I place value in names. It stems from my love of sports, I think. If I notice somebody's name and they say something about me, my head gets lighter. I listen. Their critique of me matters, regardless of what it pertains to. It could be about my socks, how much gas is left in the tank of my car, grooming techniques. For about a year now, I haven't been able to shake this desire of wanting ridiculous blog traffic. I want 100 people a day visiting my blog. I want stupid comments about beer and handstands. I want to be so busy with this blog that I forget to sleep or clean my sink.

What I'm saying is pretty shallow. I feel like a twelve-year-old popping zits in front of friends for a laugh. I think this is the first time in a while that I've questioned my ability as a writer, and that scares me.
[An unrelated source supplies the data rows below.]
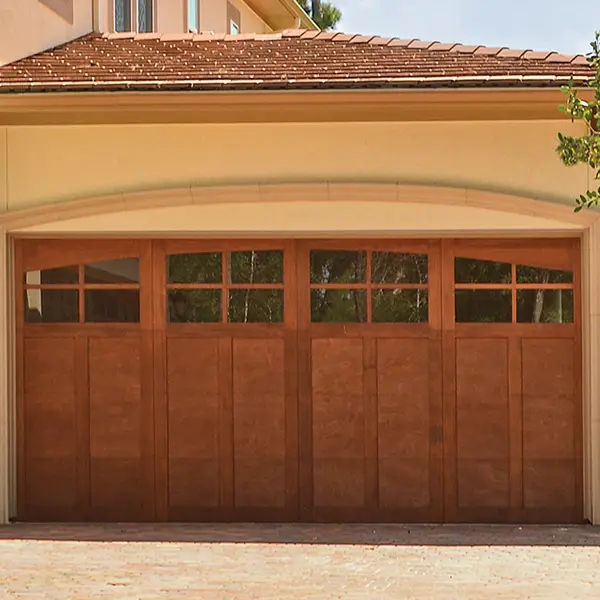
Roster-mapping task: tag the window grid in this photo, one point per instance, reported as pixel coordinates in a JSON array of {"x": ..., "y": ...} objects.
[
  {"x": 81, "y": 287},
  {"x": 369, "y": 286},
  {"x": 225, "y": 286},
  {"x": 133, "y": 16},
  {"x": 514, "y": 287}
]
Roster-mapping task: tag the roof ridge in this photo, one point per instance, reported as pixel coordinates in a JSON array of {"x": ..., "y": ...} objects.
[{"x": 375, "y": 40}]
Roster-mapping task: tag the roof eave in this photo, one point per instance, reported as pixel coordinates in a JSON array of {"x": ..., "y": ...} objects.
[{"x": 293, "y": 106}]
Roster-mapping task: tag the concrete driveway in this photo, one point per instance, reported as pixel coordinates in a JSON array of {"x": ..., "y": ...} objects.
[{"x": 284, "y": 562}]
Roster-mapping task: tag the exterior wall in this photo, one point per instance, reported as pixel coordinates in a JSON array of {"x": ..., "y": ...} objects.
[
  {"x": 171, "y": 16},
  {"x": 250, "y": 21},
  {"x": 3, "y": 169},
  {"x": 81, "y": 161},
  {"x": 30, "y": 26},
  {"x": 514, "y": 157},
  {"x": 213, "y": 16},
  {"x": 378, "y": 212}
]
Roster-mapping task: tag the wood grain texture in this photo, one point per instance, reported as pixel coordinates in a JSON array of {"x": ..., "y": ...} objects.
[
  {"x": 117, "y": 490},
  {"x": 432, "y": 421}
]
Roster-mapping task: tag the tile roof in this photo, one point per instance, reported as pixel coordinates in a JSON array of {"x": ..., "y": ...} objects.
[{"x": 293, "y": 59}]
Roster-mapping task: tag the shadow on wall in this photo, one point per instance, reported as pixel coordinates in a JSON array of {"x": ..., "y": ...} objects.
[{"x": 311, "y": 534}]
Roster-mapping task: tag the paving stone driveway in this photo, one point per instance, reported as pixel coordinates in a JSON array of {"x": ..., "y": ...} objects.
[{"x": 284, "y": 562}]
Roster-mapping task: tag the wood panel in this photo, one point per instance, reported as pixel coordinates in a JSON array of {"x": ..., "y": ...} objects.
[
  {"x": 298, "y": 420},
  {"x": 549, "y": 425},
  {"x": 482, "y": 424},
  {"x": 193, "y": 423},
  {"x": 338, "y": 423},
  {"x": 514, "y": 452},
  {"x": 403, "y": 372},
  {"x": 51, "y": 434}
]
Not scaring me like I keep having dreams where I'm writing something and my laptop comes alive and gnaws through my knuckles, or I start typing sentences and my eyes bleed. 
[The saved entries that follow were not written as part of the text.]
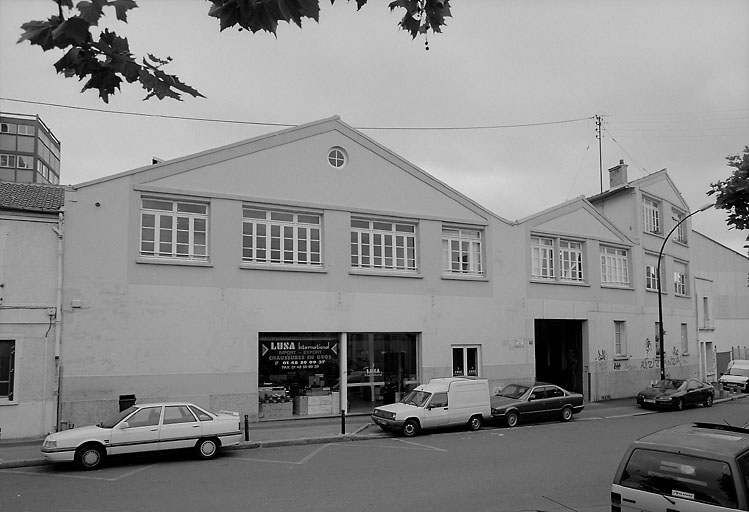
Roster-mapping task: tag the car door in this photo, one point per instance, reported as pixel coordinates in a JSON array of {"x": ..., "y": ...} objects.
[
  {"x": 437, "y": 413},
  {"x": 139, "y": 432},
  {"x": 554, "y": 401},
  {"x": 535, "y": 408},
  {"x": 180, "y": 428}
]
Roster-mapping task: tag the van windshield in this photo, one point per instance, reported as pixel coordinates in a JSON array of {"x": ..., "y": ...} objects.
[
  {"x": 739, "y": 372},
  {"x": 417, "y": 398}
]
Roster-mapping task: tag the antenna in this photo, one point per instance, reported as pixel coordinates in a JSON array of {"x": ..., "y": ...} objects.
[{"x": 599, "y": 136}]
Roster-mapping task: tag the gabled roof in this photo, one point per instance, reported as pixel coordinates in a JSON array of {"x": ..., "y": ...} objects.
[
  {"x": 31, "y": 197},
  {"x": 576, "y": 217},
  {"x": 159, "y": 174},
  {"x": 642, "y": 183}
]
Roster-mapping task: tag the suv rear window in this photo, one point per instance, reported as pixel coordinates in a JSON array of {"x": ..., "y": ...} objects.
[{"x": 681, "y": 476}]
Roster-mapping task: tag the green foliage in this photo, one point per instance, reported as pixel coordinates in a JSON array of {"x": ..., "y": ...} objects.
[
  {"x": 105, "y": 62},
  {"x": 732, "y": 194}
]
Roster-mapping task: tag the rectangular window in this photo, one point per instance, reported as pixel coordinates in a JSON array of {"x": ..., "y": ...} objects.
[
  {"x": 26, "y": 129},
  {"x": 7, "y": 361},
  {"x": 466, "y": 361},
  {"x": 620, "y": 339},
  {"x": 461, "y": 251},
  {"x": 570, "y": 260},
  {"x": 25, "y": 162},
  {"x": 542, "y": 257},
  {"x": 680, "y": 235},
  {"x": 8, "y": 161},
  {"x": 281, "y": 237},
  {"x": 680, "y": 278},
  {"x": 651, "y": 210},
  {"x": 383, "y": 245},
  {"x": 651, "y": 277},
  {"x": 614, "y": 266},
  {"x": 174, "y": 229},
  {"x": 684, "y": 339}
]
Feeling no-good is terrible. An urge to sit and write for twenty hours and create a book or manuscript that would solve hunger problems should walk through my door and sit in my lap. I would hand-feed this urge Little Debbie treats and drill its cavities soon after. Together we might make something fantastic or nothing at all.

I don't know how to feel about writing right now. My chapbook is done, though, and will be printed November 3rd. First run is 50 copies.

2 comments:

Leona Raisin said...

What color is your favorite word game. Is it pink/cut? Ever anagram with Scrabble tiles?

Joey Minutillo said...

That is the wildest question I've ever been asked.